Special Tip-To bring variety to your LORs, you may ask one of your clients or vendors or business partners to be the 2nd recommender. That will bring an “outside” perspective on your skills of building confidence with clients or company’s external stakeholders. People in client facing roles such as consulting, business development, sales or social enterprises can leverage this strategy.

  1. Discuss with your recommenders how you would like them to share 2-3 clear and concrete “examples” of how you demonstrated certain qualities at work. Qualities without examples and context backing them will not have the same impact as when the reader reads the detailed context, vividly imagining the fiasco at your office and how you came to the rescue. It is okay to discuss and re-visit your projects and accomplishments with your recommenders to help them recall the impact of your work on the company’s business or operations. Quantifying your work adds immense value. Having this conversation with your recommender will also help build confidence between the two of you.

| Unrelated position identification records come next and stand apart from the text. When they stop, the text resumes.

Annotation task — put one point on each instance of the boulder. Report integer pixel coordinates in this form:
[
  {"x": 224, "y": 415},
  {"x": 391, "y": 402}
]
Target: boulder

For example, you may discuss with your recommender that saying ” ‘Applicant A’ took up challenging tasks and extensively prepared daily action plans and led the team’s collaboration to help him within their capability.” evokes less excitement than saying,

Once, a major problem emerged when the Marketing team faced coordination issues with the Production team due to communication gaps. ‘Applicant A’ handled the impasse with maturity and took measures to clear their differences. He organized a week-long team workshop between the two teams to break the ice. He then organized meetings between key stakeholders, flushing out the roles, tasks, and ownership. He also established regular monitoring stand-ups and facilitated this process with follow-ups and progress reports. He has since gained popularity in the company for his support in progressing their projects. Due to the rapport ‘Applicant A’ has built with the Marketing team, he has been appointed Production team’s official correspondent on Marketing projects.

  1. Never share your essays with your recommenders. If you do, that would be a loss of an opportunity where your recommender could bring in new perspectives on your leadership capabilities, or new examples that you may not have considered in the essays. If you show your essays to your recommenders, they may get biased by the stories from your essays or may experience writer’s block. To make it worse, the Adcom will most likely see through the “manufactured” recommendations.
  2. Attempting the weakness or constructive feedback question
    Attempting the weakness or constructive feedback question in the LORs is no different from attempting the same in an MBA application essay.

Such a question is the admissions committee’s primary tool for determining how the applicant responds to constructive criticism and whether the applicant can self-reflect on his or her actions and character traits. Schools also want to know what measures the applicant has taken, with sufficient awareness and effort, to improve with the feedback so that it will not affect the applicant’s ecosystem in the MBA program and beyond.

The best way to answer this question is to go beyond vague, unimaginative weaknesses such as “impatience,” “workaholism,” and so on. Such weaknesses may be respectively interpreted as a “personality issues,” and may raise a red flag.

Good examples of weak areas are ones that if shaped with will and positive reinforcement, can help the applicant become a better manager in what he/she is currently doing.

For example, A manager may comment that ‘Applicant A’ has occasionally overlooked specific reviews and approvals in his haste to complete a project and deliver a result. ‘Applicant A’, however, acknowledged when the supervisor told him how his oversight affected other stakeholders and the business timelines. ‘Applicant A’ reflected and corrected his project approach by taking extra care to align all variables much ahead of time to achieve exceptional results.

Examples of a person working on his/her mistakes builds Adcom’s confidence in the applicant’s abilities.

Lastly, remember- a recommendation full of detailed accomplishments is more potent than a vague LOR having a list of qualities but devoid of examples.